Valentin: I don’t think the actual regulations changed much between the V2.2 and V2009 in regards to contractual relationships; however, V2009 now requires the team to upload a copy of the Cx contract to LEED Online for review. In V2.2, this was not required. I venture to guess that many project teams earned EAc3 under V2.2 without actually having the proper contractual relationships (inadvertently or not). I think this LEED Interpretation is the result of teams getting this credit denied in V2009.

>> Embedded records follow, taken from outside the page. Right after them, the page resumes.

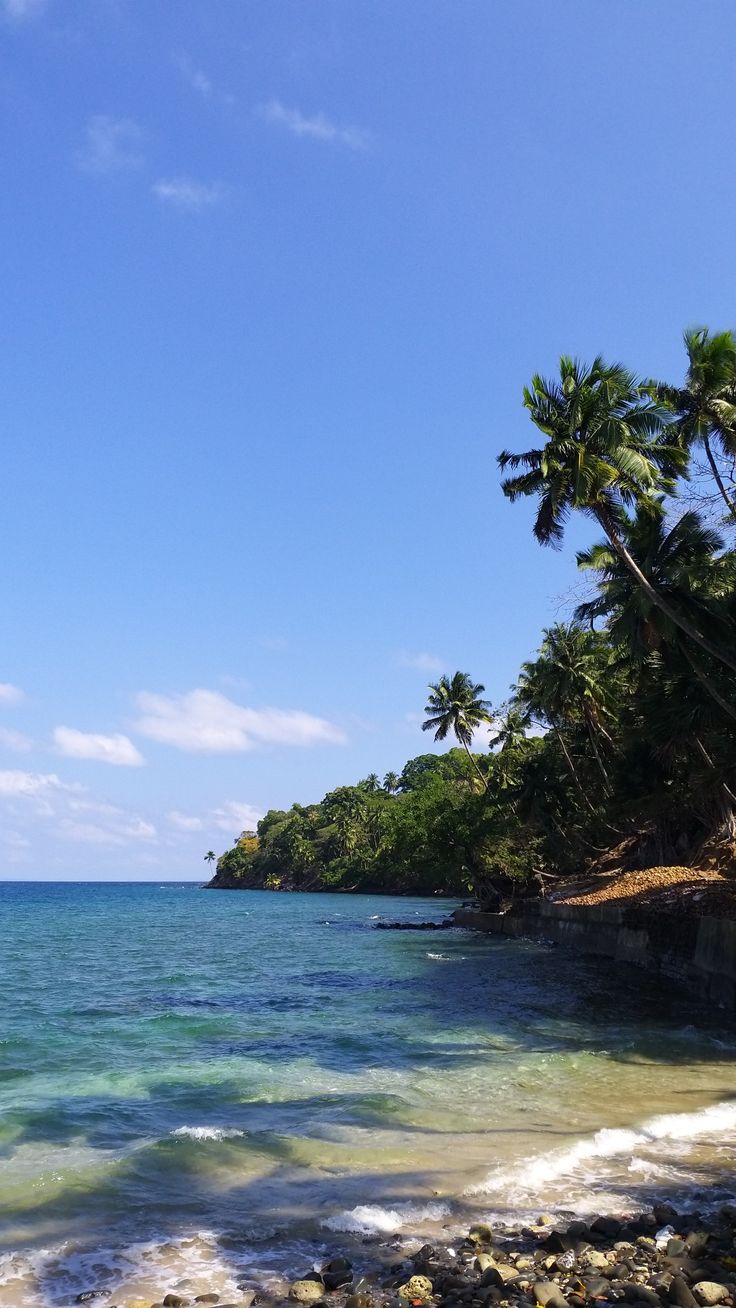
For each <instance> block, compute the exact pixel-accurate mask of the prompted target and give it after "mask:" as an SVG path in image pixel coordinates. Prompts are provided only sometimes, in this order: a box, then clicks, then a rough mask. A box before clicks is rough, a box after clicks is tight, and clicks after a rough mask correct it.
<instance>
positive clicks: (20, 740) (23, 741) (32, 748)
mask: <svg viewBox="0 0 736 1308" xmlns="http://www.w3.org/2000/svg"><path fill="white" fill-rule="evenodd" d="M0 747H3V748H4V749H12V751H13V753H27V752H29V749H33V740H31V739H30V736H26V735H24V734H22V731H13V730H12V727H0Z"/></svg>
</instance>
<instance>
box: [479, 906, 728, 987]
mask: <svg viewBox="0 0 736 1308" xmlns="http://www.w3.org/2000/svg"><path fill="white" fill-rule="evenodd" d="M454 922H455V925H456V926H465V927H471V929H472V930H476V931H488V933H494V934H499V935H511V937H532V938H536V939H541V940H553V942H554V943H557V944H571V946H574V948H575V950H577V951H578V952H584V954H599V955H601V956H604V957H608V959H614V960H616V961H617V963H629V964H634V965H637V967H642V968H647V969H650V971H651V972H659V973H660V974H661V976H665V977H671V978H673V980H676V981H681V982H682V985H685V986H686V988H688V990H690V991H692V993H693V994H695V995H699V997H701V998H706V999H710V1001H712V1002H714V1003H716V1005H719V1006H722V1007H726V1008H731V1010H736V922H733V921H726V920H722V918H714V917H693V916H690V914H688V913H682V914H681V916H677V914H672V913H667V914H664V913H658V912H656V910H646V909H642V908H637V906H635V905H614V904H595V905H587V904H556V903H554V901H553V900H523V901H522V903H519V904H518V905H514V906H512V908H511V909H510V910H509V912H506V913H480V912H475V910H472V909H458V912H456V913H454Z"/></svg>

I agree with the trend that you are referring in your last post (above). In the DoD arena, this credit is essentially impossible to earn because the Gov’t will not hire the CxA directly. This makes it much more difficult for the contractor in a Design Build contract to develop an overall strategy to earn LEED certification. There are numerous other LEED items that the Gov’t will not agree to (post occupancy activities required under EAc5 M&V and EQc7.2 Thermal Comfort Verification). And there are numerous other LEED items that simply cannot be incorporated into the DoD program (SSc5.1 Protect & Restore Habitat and WEc1 Water Efficient Landscaping (no irrigation) because turf grass and irrigation is always RFP required as opposed to ground cover and no irrigation); making it progressively more difficult to earn LEED certification, which is counterintuitive since the Fed is trying to set the example by mandating LEED.
Tom Warner
Senior ArchitectBenham, A Haskell Company
July 17, 2013 - 4:35 pm
It appears that the LEED interpretation noted above is in contrast to 2 CIR rulings dated 12/22/05 and 10/9/06. The 12/22/05 CIR Ruling states: "The intent of the credit is met if the design builder has hired an independent third-party commissioning provider. To ensure that conflict of interest is minimized, there should be a clear, direct line of communication from the commissioning provider to the owner." The 10/9/06 CIR Ruling states: "Yes, a disinterested subcontractor [hired by the A-E subcontractor of a D-B firm] is acceptable as Commissioning Agent for EAc3. "Disinterested" means that this entity has no additional role in the project and is allowed unfettered communication with the project owner." I researched these CIR's back in 2010 prior to the LEED Interpretation program and still have the full text for the 10/9/06 ruling. I would think that reference to these two CIR's would help offset the LEED Interpretation noted above. The key here is the direct line of communication with the Owner and the contract with the CxA can be written with that type of language.
Scott Bowman
LEED FellowIntegrated Design + Energy Advisors, LLC
LEEDuser Expert
519 thumbs up
July 18, 2013 - 12:38 pm
Interesting.
LI#5023 (10/09/2006) does allow the CxA to be a subconsultant to the AE as a subconsultant to the builder, however, when you look it up, it only applies to v2.2. It specifically excludes v2009 and says it was not evaluated for v2.0 or v2.1 (or some other products). You are right, the difference was the direct communication to the owner.
LI#1332 (12/22/2005) also allows the CxA to be in this kind of arrangement. This one shows it applicable to only v2.0, v2.1 and v2.2 and excludes v2009.
LI#10244 (10/01/2012) clearly precludes this contractual relationship and really fixes on the “Who Can Be The Commissioning Authority” table that we all use to determine if acceptable. This table first came out on 01/03/2006 and then was included in the v2009 reference guide.
Personally, I do not think referencing two preceding LEED Interpretations will sway GBCI to approve the credit. Neither are marked for v2009. Perhaps they would accept if you have a v2.2 project still under construction (we still have a fair number going ourselves).